Here is what I sometimes suspect my face signifies to other Americans: an invisible person, barely distinguishable from a mass of faces that resemble it. A conspicuous person standing apart from the crowd and yet devoid of any individuality. An icon of so much that the culture pretends to honor but that it in fact patronizes and exploits. Not just people “who are good at math” and play the violin, but a mass of stifled, repressed, abused, conformist quasi-robots who simply do not matter, socially or culturally. (source)

Next time we ask for POC representation in media, don’t forget Asians.
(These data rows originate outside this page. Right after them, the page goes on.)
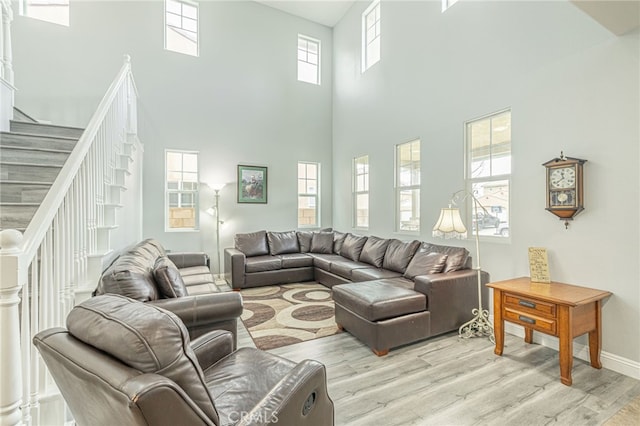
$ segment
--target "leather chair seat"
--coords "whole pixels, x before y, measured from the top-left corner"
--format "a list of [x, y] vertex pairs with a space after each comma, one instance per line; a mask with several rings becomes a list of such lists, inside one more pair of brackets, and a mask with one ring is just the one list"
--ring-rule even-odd
[[280, 259], [282, 259], [282, 267], [285, 269], [313, 266], [313, 258], [304, 253], [281, 254]]
[[282, 268], [282, 259], [270, 255], [248, 257], [244, 268], [248, 274], [252, 272], [277, 271]]
[[[351, 272], [351, 280], [353, 282], [359, 281], [374, 281], [383, 278], [398, 278], [402, 277], [400, 272], [390, 271], [389, 269], [381, 268], [363, 268], [355, 269]], [[411, 283], [413, 285], [413, 283]]]
[[344, 260], [344, 257], [339, 254], [309, 253], [309, 256], [313, 257], [314, 267], [327, 272], [331, 270], [331, 264], [333, 262]]
[[357, 262], [357, 261], [347, 260], [345, 258], [342, 258], [339, 261], [331, 262], [329, 272], [334, 273], [338, 276], [341, 276], [342, 278], [352, 280], [351, 274], [353, 273], [354, 270], [358, 270], [358, 269], [374, 269], [374, 268], [368, 263]]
Next time we see a piece of Asian amazingness, whether it’s He Kexin on the beam or Doona Bae in Cloud Atlas, take the time to humanize them instead of thinking of them simply as representatives of the Chinese gymnastics industry or the rising Korean wave of actors. When an Asian person is genuinely good at music, recognize that they worked hard for it. When an Asian chess prodigy wins the world championship, learn their name and not just the country they come from. Don’t pretend to get angry on behalf of geishas at cultural appropriation if you don’t stand up for the fact that cultural appropriation is the only form of recognition we get in mainstream media.